Tragic Trade-Ins
Super Mario 64 2 Not Just A Pipe Dream

The Bad Kind Of Time Travel

Delorean Not too long ago my beloved home computer (the one I just bought last year) developed a frustrating quirk: after twenty minutes of operation it would freeze and refuse to reboot.  After doing everything I could for the ill PC I finally decided to take advantage of the warranty and send the computer back to the manufacturer's home office for repairs for a little maintenance (the official diagnosis is that it has been overheating).  I am a very technological individual in that I need Internet access.  I just do.  I find that I am lost without my e-mail, and my brain grows tired when I can't read all kinds of interesting articles brought home by that little yellow broadband cable.  With my PC out traveling, I called on the desperate solution: I hooked up an old computer.

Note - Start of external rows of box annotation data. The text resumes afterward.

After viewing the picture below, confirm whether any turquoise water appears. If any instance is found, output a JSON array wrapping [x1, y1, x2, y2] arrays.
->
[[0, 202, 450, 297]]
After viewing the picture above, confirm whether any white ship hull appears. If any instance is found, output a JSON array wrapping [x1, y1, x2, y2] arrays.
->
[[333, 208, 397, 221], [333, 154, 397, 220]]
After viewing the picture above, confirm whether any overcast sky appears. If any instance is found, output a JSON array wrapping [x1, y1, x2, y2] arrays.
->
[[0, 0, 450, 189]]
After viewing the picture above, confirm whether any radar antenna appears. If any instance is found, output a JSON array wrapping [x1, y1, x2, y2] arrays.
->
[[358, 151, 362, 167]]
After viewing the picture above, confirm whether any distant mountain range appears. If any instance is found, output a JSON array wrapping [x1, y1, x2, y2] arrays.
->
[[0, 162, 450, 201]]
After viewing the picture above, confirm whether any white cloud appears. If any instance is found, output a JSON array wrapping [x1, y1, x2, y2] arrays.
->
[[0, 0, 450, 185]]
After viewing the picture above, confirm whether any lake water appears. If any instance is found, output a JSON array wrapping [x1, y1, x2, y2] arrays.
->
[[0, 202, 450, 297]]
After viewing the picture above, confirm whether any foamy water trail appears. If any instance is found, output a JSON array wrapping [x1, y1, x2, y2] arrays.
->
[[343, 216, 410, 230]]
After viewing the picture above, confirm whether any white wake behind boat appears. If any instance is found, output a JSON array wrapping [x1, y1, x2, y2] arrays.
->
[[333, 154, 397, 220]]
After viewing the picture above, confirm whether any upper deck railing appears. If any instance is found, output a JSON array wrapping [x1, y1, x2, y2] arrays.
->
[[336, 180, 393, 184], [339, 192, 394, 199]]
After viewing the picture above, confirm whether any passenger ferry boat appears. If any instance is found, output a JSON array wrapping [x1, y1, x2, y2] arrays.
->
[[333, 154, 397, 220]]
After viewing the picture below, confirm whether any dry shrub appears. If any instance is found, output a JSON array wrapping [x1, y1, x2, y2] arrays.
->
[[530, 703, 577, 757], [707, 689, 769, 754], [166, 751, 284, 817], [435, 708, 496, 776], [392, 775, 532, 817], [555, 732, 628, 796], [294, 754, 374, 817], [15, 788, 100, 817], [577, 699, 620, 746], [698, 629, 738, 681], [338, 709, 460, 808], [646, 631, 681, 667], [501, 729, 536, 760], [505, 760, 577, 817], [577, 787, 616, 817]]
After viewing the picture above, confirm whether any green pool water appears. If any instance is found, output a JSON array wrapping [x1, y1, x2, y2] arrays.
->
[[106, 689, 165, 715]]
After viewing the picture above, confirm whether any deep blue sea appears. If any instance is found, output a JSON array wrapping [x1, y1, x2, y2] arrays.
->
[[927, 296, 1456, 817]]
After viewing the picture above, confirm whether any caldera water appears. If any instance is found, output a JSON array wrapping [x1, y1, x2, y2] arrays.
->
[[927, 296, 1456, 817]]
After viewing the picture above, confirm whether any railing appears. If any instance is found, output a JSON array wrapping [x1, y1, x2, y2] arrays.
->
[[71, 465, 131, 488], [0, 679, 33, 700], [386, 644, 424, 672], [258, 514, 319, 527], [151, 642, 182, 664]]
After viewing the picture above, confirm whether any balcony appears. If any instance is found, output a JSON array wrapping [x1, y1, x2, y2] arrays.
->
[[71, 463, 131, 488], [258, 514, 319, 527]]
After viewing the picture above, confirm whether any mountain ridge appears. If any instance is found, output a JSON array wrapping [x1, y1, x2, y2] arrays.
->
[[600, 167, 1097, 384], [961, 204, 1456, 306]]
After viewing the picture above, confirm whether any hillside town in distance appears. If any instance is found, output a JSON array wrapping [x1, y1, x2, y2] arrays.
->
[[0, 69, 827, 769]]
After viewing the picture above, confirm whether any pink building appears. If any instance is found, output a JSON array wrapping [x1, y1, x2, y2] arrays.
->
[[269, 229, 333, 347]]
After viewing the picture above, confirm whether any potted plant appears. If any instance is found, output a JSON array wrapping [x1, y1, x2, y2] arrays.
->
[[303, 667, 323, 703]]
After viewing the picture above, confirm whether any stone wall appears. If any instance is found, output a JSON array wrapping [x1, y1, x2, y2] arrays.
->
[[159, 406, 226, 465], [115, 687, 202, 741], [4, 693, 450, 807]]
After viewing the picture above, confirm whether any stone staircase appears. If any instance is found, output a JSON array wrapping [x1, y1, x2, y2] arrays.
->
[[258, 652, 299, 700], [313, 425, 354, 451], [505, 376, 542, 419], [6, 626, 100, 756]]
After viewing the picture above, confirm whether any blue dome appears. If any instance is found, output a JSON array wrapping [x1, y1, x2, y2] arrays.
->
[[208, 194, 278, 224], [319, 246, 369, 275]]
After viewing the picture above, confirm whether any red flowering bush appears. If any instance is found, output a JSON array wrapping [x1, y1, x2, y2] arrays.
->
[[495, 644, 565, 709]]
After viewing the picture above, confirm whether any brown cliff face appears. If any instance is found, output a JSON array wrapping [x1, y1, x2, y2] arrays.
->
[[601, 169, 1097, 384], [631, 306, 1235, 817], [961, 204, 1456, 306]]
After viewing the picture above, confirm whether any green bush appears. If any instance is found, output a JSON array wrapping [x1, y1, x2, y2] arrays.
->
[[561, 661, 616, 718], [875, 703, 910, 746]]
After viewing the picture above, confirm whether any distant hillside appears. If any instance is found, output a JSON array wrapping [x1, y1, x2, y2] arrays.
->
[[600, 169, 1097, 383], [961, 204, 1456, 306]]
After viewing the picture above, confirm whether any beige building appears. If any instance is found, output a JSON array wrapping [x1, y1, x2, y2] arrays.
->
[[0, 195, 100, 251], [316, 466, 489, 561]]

I've been experiencing retro computer shock for the past week or so.  I've had to jump down from my high horse of a Pentium 4 CPU with oodles of RAM and broadband to a Pentium 2 machine originally built in 1996.  It had only 32 MB of RAM and Windows 95 for an operating system, but a few years ago when I parents were using it as their computer I upped the RAM an additional 128 MB and updated the machine to Windows 98.  There's no place for the network cable to connect, so I'm stuck with old fashioned dial-up Internet.  The USB ports do not work.  The video card cannot exceed a resolution of 1024 x 768 without locking the machine up.  In fact, Windows 98 consumes all of the system RAM just by running.  Toss in a web browser and the whole system becomes terribly slow and unstable.  It takes me nearly thirty minutes just to boot the machine, dial into the Internet, and check my e-mail.

My fancy computer is on its way home this week after a brief stay at the repair center.  I cannot wait to restore it to its place of honor in my home.  The temp computer is unsuitable for just about everything beyond a game of Freecell (and even that lags somewhat).  I miss my fast Internet, my games, my music, my ability to watch DVDs in the bedroom, and the system stability required to write articles of a decent length.  In the meantime I'm stuck in a 2006 world with a 1996 computer, and believe me when I say that I now understand that not all retro hardware needs to be preserved for future generations.  Somehow I doubt that people in the year 2030 will want to play Freecell on Windows 98.